To remotely deploy the Malwarebytes Endpoint Agent on Mac devices, Apple requires end users to grant Full Disk Access and allow our kernel extension. Normally, end users must manually go to their Mac Settings to grant these permissions which allow Malwarebytes to properly function. This article describes how you can remotely deploy the Endpoint Agent to your Macs and bypass these prompts.
Your Mac endpoints must have a User Approved Mobile Device Management (UAMDM) configured. You can enroll devices with Apple's Device Enrollment Program.
An MDM profile loaded remotely via SSH or similar does not qualify as a UAMDM.
Activate kernel extension and grant Full Disk Access
When deploying the Malwarebytes Endpoint Agent, you must allow our kernel extension on Macs running the following operating systems:
- macOS High Sierra 10.13
- macOS Mojave 10.14
- macOS Catalina 10.15
To bypass the System Extension Blocked prompt, see the following instructions: Approve kernel extension for Malwarebytes Endpoint Protection on Mac devices.

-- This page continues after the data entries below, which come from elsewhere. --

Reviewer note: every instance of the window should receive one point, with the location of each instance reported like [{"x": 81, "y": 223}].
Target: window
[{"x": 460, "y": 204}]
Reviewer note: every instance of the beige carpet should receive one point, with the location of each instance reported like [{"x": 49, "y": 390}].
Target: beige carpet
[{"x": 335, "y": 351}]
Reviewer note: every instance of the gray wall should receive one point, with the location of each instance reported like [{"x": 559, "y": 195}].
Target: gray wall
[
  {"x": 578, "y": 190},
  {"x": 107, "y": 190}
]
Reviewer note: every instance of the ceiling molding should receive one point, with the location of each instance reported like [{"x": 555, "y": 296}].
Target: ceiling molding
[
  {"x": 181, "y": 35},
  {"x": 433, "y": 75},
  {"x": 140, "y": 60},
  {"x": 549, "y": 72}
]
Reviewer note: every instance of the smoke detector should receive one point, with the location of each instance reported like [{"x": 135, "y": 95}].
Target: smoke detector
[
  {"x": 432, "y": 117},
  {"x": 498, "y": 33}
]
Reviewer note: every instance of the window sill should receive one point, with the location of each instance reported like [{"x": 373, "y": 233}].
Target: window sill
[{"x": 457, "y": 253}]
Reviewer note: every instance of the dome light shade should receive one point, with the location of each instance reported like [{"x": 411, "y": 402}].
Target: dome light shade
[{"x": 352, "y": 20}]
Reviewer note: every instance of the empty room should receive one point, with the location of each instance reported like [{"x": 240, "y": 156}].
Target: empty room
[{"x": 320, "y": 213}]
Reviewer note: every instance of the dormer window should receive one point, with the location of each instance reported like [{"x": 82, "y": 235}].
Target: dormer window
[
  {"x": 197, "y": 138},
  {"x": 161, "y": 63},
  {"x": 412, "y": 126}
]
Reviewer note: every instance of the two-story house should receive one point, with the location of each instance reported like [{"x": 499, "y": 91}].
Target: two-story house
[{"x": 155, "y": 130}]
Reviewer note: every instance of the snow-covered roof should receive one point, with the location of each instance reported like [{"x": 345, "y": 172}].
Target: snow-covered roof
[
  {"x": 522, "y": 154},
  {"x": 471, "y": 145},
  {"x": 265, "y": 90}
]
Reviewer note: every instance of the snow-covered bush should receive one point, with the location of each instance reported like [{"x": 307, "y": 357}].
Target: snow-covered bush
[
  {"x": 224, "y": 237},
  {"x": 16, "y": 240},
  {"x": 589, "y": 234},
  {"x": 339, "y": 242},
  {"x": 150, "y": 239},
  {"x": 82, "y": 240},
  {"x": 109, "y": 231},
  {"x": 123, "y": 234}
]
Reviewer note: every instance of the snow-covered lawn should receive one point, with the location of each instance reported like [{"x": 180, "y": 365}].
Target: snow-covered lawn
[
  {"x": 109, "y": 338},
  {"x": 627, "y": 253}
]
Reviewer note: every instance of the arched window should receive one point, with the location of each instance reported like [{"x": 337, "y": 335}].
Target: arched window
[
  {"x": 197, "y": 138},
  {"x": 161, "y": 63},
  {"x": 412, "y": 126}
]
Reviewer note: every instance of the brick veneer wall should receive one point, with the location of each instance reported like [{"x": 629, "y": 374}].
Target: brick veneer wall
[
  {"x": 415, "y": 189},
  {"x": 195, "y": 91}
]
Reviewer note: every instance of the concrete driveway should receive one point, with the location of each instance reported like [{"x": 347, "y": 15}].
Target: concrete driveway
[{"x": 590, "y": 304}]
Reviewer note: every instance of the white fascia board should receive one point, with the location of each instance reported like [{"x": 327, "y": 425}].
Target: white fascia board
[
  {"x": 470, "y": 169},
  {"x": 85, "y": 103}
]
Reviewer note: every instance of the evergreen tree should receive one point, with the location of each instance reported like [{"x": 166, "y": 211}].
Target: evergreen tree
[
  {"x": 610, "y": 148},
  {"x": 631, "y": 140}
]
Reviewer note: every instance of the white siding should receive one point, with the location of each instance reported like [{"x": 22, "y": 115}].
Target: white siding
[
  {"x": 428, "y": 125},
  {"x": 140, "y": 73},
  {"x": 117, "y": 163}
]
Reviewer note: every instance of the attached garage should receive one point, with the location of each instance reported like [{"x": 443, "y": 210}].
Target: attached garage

If you have macOS Mojave 10.14 or macOS Catalina 10.15 endpoints, you must grant Full Disk Access when deploying the Malwarebytes Endpoint Agent. This is needed so Malwarebytes can scan sensitive disk locations for threats.
To bypass manually granting Full Disk Access, see the following instructions: Grant Malwarebytes Endpoint Agent Full Disk Access for Mac endpoints using UAMDM.